The local weather prediction computing facility is in the atmospheric sciences building on the UW campus. I have about two-hundred processors, most of them on dual quad-core servers (8 processors per board or node) and over 300 terabytes (trillion bytes) of disk storage. And to keep the thing running when lights flicker, there are uninterruptable power supplies (UPSs). Some of these processors can communicate through high-speed (40 gigabit per second) interconnects. All this stuff is packed into several clusters in very special racks (more on this later). Here is an example of one of the clusters:


This computer facility is one of the greenest around! The UW didn't have enough funds to give us a decent air conditioning system, so we came up with our own approach...we blow all the hot air outside and bring in cool air from the outside to make it up! To make this work we got fancy enclosures with BIG fans inside them. It pulls air across the processors and then out big ducts to the exterior of the building. Here are two pictures of our Rube Goldberg set up:
Ok, it is not pretty. And the UW AC guys didn't like the looks of it, but it really works! It is like all the heat from the computers doesn't exist. We have a big intake in one of the computer rooms that brings in the cool outside air. Only when the outside air is hot (a VERY, VERY short period here in Seattle!) do we need AC and the weak units the university gave us, plus an auxiliary unit we bought, does the trick. Why use energy to cool hot air when you can get rid of it! If we were really clever we would redirect the computer air to the heat ducts of the building and no external heat would be needed. Is anyone designing buildings to do this? They should.
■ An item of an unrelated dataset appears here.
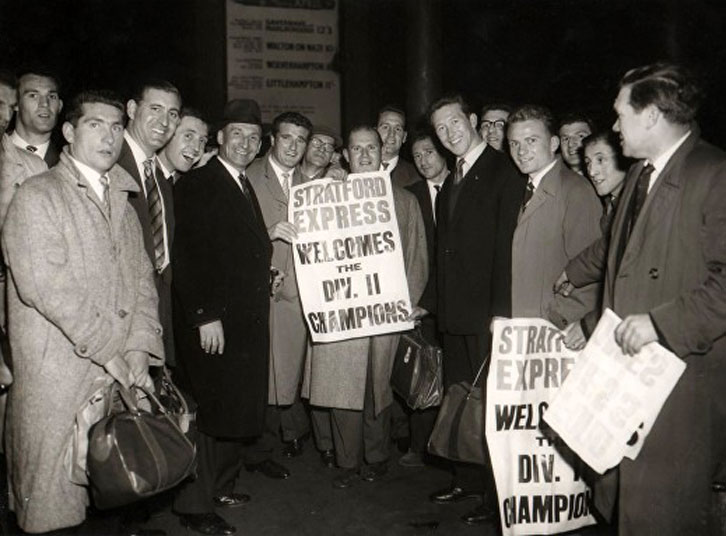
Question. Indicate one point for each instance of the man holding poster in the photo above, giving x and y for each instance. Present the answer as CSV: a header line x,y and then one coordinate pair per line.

You know the WRF model I am always showing on this blog? Generally we run this 0n 64 processors simultaneously, in other words the code is parallelized so that the problem can be split efficiently on many processors. And fast communication between the processors speeds this up immensely.

This computers not only run the forecast models, but they include web servers and other needs. This is not an inexpensive enterprise, and that is why your help is so valuable. Disks continuously fail, UPS batteries die, backup tapes are continuously needed, and we find that we have to replace the processors roughly every five years. Our system programmers, Dave Warren and Harry Edmon, are marvelous in keeping the system going and it rarely fails (at least 99% availability). And the department charges us per processor for support.

The amount of data moving through the system is amazing. Every day we bring in hundreds of gigabytes of weather data (NWS models, satellite and radar data, surface obs) and we acquire the data from over 70 local weather networks...all in real time. The models we run produce hundreds of gigabytes more a day. And the graphics you see on the web....we produce over 50,000 images a day! A tape and removal disk back system allows us to save key observations and data --again more expense.

And then there are the people... right now I have 3 staff members who spend much of their time developing improved weather prediction systems and maintaining this enterprise. And of course the students who are doing their theses on understanding weather systems and developing future technologies--like figuring how to get the maximum benefit from the new coastal radar.

This all started in 1995 with a single processor computer.